The practice of cooking in bulk was economical as demand could not be known prior to cooking that.

There would be problem with the patrons if such egg curd as a sweet item ran out before the lunch hours were over.

Isn’t it that untouched expired/left food from the buffet tables still fit to be recycled to feed pigs but not mentioned in the news reports to avoid total loss ending in the garbage dump which only feed the rats and possibly stray dogs?

Isn’t it that food waste can be converted by some heat process to sort of “organic” fertilizer?

Isn’t it that certain food waste can be utilised for earthworms to digest it to some sort of organic fertilizer?

Maybe it is still inconvenient to deal with food waste other than just dump it in garbage dump as out of sight as far as restaurants/kitchens are concerned daily.

Like it or not we must deal with the daily food waste in the most suitable set of options.

One of the problems for recycle of food waste is that the collection issue to be punctual and that food waste cannot be retained too long in the kitchens.

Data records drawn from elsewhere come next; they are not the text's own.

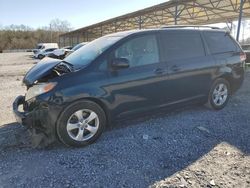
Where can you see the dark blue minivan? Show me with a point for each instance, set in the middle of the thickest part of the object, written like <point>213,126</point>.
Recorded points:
<point>117,75</point>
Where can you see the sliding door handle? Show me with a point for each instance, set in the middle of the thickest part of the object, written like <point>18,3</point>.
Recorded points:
<point>159,71</point>
<point>175,68</point>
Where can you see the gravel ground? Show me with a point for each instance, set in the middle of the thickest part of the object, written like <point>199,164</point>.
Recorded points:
<point>191,147</point>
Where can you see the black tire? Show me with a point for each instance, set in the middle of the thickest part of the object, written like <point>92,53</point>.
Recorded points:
<point>211,104</point>
<point>61,126</point>
<point>40,56</point>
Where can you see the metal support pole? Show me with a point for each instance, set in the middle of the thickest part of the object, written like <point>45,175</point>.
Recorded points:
<point>140,22</point>
<point>239,21</point>
<point>176,14</point>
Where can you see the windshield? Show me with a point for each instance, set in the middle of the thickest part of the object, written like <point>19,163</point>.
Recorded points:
<point>77,47</point>
<point>90,51</point>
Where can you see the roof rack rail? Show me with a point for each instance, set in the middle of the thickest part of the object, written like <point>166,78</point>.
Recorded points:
<point>194,26</point>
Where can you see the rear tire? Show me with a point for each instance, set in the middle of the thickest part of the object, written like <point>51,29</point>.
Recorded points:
<point>219,94</point>
<point>81,124</point>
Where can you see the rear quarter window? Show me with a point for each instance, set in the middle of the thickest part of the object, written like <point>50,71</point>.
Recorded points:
<point>220,42</point>
<point>183,45</point>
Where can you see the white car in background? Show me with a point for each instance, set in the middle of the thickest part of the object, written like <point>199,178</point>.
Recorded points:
<point>63,52</point>
<point>42,53</point>
<point>60,53</point>
<point>44,46</point>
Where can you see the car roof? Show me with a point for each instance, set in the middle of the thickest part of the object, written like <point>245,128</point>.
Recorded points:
<point>127,33</point>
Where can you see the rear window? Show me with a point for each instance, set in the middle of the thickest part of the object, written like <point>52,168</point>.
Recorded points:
<point>220,42</point>
<point>182,45</point>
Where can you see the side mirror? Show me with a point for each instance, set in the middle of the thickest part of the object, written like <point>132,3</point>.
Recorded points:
<point>120,63</point>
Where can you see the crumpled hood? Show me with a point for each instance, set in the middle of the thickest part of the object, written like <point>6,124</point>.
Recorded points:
<point>41,69</point>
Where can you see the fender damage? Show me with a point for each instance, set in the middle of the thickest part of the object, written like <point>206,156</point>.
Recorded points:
<point>37,113</point>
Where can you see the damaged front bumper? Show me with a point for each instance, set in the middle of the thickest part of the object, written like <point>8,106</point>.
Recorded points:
<point>36,117</point>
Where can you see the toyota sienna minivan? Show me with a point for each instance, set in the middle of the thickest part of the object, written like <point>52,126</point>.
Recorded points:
<point>121,74</point>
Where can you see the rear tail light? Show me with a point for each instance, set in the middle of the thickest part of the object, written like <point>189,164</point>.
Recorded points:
<point>243,56</point>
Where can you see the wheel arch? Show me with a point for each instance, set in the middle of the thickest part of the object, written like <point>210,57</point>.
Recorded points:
<point>92,99</point>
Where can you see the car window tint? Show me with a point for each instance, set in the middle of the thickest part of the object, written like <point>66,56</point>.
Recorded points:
<point>139,51</point>
<point>183,45</point>
<point>219,42</point>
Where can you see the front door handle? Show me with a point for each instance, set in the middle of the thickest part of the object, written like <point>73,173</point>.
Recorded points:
<point>175,68</point>
<point>159,71</point>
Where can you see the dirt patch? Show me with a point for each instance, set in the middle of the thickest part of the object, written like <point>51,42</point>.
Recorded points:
<point>193,147</point>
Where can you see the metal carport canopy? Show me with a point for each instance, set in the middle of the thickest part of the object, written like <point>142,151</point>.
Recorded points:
<point>183,12</point>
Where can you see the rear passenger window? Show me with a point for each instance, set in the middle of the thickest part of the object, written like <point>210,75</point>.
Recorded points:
<point>220,42</point>
<point>139,51</point>
<point>183,46</point>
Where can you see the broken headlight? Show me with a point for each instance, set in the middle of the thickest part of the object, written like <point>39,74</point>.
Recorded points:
<point>39,89</point>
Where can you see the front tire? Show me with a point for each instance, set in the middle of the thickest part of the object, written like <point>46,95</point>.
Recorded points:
<point>219,94</point>
<point>81,124</point>
<point>40,56</point>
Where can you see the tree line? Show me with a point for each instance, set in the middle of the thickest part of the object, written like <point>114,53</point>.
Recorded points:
<point>25,37</point>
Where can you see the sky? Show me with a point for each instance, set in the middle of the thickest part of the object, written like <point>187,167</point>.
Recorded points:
<point>78,13</point>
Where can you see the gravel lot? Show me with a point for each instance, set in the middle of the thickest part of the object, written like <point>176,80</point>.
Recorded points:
<point>191,147</point>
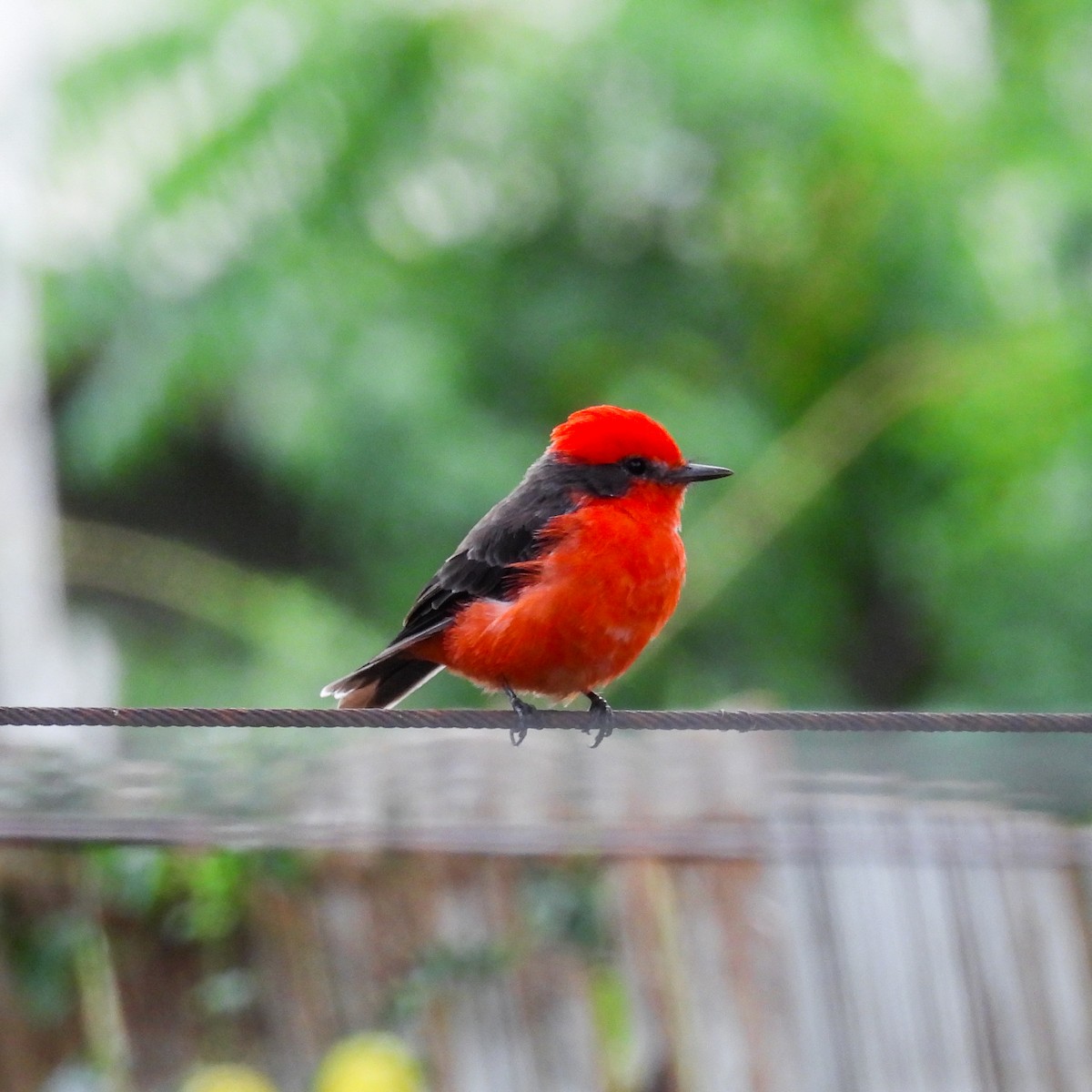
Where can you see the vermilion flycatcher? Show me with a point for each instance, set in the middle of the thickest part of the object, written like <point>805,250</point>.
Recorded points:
<point>560,587</point>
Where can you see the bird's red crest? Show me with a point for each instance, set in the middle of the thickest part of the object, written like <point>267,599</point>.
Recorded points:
<point>607,434</point>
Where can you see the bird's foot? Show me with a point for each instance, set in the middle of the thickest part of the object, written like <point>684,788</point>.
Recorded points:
<point>601,714</point>
<point>523,710</point>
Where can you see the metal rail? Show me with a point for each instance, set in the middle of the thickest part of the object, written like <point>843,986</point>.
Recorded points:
<point>623,720</point>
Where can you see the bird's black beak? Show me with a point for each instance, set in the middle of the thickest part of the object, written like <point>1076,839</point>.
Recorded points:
<point>696,472</point>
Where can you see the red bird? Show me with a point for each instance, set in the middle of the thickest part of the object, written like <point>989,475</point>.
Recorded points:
<point>558,588</point>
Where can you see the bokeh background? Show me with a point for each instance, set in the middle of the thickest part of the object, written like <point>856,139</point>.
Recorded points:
<point>292,292</point>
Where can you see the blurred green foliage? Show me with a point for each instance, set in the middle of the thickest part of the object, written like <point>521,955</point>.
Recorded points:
<point>322,277</point>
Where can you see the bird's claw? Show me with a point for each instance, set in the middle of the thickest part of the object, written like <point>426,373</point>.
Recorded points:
<point>523,710</point>
<point>601,715</point>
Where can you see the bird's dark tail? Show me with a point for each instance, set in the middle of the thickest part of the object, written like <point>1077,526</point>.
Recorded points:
<point>381,682</point>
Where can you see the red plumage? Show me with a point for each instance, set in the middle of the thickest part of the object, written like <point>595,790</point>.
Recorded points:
<point>561,587</point>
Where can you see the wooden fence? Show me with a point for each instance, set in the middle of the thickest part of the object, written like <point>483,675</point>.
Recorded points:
<point>666,915</point>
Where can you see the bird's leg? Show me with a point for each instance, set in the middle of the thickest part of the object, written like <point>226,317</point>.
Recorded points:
<point>602,713</point>
<point>522,710</point>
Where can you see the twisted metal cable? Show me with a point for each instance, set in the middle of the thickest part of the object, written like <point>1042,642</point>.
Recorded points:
<point>623,720</point>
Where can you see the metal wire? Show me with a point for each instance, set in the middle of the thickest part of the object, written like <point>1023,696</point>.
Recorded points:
<point>623,720</point>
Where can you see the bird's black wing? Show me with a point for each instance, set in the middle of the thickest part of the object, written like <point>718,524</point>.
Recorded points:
<point>485,565</point>
<point>486,562</point>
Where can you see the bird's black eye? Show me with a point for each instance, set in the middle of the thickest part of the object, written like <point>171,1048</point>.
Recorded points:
<point>637,465</point>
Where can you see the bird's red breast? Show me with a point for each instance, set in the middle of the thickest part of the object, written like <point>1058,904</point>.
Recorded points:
<point>606,583</point>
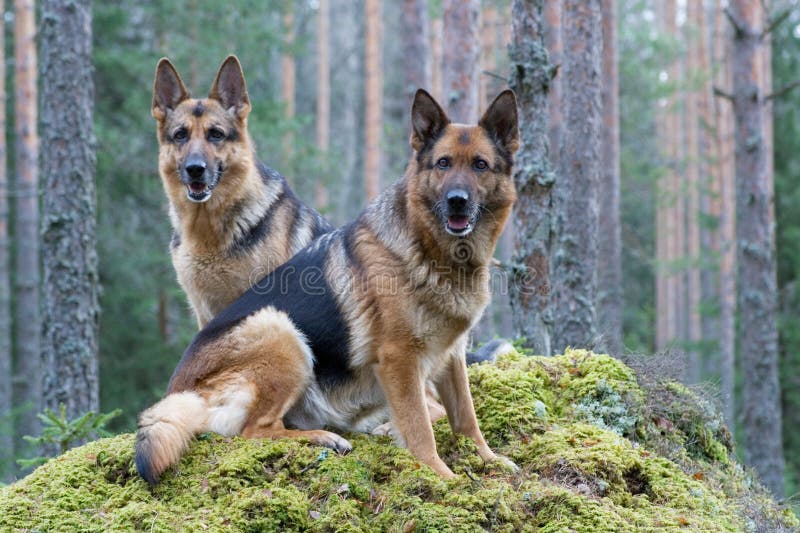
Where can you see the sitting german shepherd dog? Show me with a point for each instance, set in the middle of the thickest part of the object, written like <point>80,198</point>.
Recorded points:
<point>231,215</point>
<point>359,320</point>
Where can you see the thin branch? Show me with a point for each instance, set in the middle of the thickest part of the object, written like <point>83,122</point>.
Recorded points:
<point>783,91</point>
<point>775,22</point>
<point>722,94</point>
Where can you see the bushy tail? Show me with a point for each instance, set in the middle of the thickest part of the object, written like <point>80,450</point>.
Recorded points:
<point>489,351</point>
<point>165,431</point>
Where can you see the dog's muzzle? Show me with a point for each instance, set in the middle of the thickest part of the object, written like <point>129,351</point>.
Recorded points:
<point>459,219</point>
<point>200,180</point>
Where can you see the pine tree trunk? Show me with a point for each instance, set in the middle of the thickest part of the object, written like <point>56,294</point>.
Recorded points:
<point>755,257</point>
<point>437,31</point>
<point>6,391</point>
<point>609,275</point>
<point>575,195</point>
<point>69,208</point>
<point>725,171</point>
<point>416,51</point>
<point>692,106</point>
<point>460,59</point>
<point>555,93</point>
<point>373,98</point>
<point>323,96</point>
<point>288,84</point>
<point>26,312</point>
<point>710,206</point>
<point>531,74</point>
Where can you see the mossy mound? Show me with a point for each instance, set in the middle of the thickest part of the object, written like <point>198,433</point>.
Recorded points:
<point>597,451</point>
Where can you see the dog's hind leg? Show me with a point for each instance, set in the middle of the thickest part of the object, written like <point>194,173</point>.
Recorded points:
<point>280,367</point>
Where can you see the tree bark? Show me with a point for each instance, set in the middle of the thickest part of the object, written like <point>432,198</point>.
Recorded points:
<point>693,155</point>
<point>6,384</point>
<point>69,206</point>
<point>609,296</point>
<point>724,174</point>
<point>373,98</point>
<point>416,51</point>
<point>26,232</point>
<point>460,59</point>
<point>288,85</point>
<point>323,95</point>
<point>755,257</point>
<point>531,74</point>
<point>555,93</point>
<point>574,264</point>
<point>437,31</point>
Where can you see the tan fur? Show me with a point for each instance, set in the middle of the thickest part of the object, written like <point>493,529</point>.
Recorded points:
<point>210,268</point>
<point>409,291</point>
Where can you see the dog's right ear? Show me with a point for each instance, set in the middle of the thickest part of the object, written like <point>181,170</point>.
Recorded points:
<point>229,88</point>
<point>168,89</point>
<point>427,120</point>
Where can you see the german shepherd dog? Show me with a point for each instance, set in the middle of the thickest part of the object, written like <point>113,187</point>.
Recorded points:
<point>232,216</point>
<point>358,321</point>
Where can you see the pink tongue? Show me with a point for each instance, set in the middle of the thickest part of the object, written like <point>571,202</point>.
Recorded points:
<point>458,222</point>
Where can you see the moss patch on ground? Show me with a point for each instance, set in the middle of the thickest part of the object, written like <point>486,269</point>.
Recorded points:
<point>597,452</point>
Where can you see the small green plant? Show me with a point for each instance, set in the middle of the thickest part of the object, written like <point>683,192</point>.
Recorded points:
<point>63,433</point>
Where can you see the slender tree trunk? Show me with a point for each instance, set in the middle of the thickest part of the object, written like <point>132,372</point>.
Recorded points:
<point>693,155</point>
<point>555,93</point>
<point>609,296</point>
<point>437,31</point>
<point>26,316</point>
<point>68,226</point>
<point>574,265</point>
<point>710,206</point>
<point>725,172</point>
<point>323,95</point>
<point>416,51</point>
<point>531,74</point>
<point>755,258</point>
<point>460,59</point>
<point>373,98</point>
<point>6,390</point>
<point>289,85</point>
<point>669,228</point>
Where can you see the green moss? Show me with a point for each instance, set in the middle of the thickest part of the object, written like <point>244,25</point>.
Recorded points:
<point>597,452</point>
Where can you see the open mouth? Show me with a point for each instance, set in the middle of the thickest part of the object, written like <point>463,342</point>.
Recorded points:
<point>197,191</point>
<point>458,225</point>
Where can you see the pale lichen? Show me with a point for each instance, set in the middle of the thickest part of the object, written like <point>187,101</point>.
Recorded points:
<point>596,453</point>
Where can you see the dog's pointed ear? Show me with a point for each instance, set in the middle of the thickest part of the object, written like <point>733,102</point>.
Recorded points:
<point>427,119</point>
<point>501,121</point>
<point>229,88</point>
<point>168,89</point>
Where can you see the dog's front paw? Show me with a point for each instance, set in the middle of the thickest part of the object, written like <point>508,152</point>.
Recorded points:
<point>504,463</point>
<point>387,430</point>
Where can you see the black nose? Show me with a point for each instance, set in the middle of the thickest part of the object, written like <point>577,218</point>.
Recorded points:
<point>457,199</point>
<point>195,168</point>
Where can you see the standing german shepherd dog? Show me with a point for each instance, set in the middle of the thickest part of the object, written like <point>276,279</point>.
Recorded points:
<point>231,215</point>
<point>359,320</point>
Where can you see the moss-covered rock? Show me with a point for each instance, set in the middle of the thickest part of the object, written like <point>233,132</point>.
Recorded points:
<point>597,451</point>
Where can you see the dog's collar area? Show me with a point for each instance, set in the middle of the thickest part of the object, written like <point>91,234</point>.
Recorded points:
<point>458,225</point>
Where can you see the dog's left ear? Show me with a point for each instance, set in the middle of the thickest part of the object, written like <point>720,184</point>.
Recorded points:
<point>500,120</point>
<point>427,119</point>
<point>229,88</point>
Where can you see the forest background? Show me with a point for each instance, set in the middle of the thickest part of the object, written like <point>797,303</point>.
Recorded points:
<point>331,82</point>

For the food untouched but still fit for human consumptions, there are such problems as hours of collection for deliveries to the target groups possibly in the odd hours of the night for dinners while for the lunch food left-over deliveries could be held up or much delayed in traffic jams.

So the commitment of the people to collect and deliver such food for recycle to the target groups could be ‘unreliable’ daily.

It is also possible for delayed collections and deliveries of untouched food can cause such food to deteriorate in freshness/quality unfit for human consumption.

We must address the increasing food waste in the following aspects namely reduce the cooked food according to the demands by the hours as monitored by the kitchens, maintain the quality/freshness of unconsumed cooked food in suitable containers for deliveries to target groups, food waste as leftover in the plates/tables should be recycled for the pigs normally re-cooked, fertilizers factories and earthworm centres.

Continued dumping in the waste bins not collected daily is environmentally questioned and pose health hazards.

While it is the responsibility of the food handlers and the kitchens to deal with the food waste, the authorities, the public and consumers have an important role to play for the environment.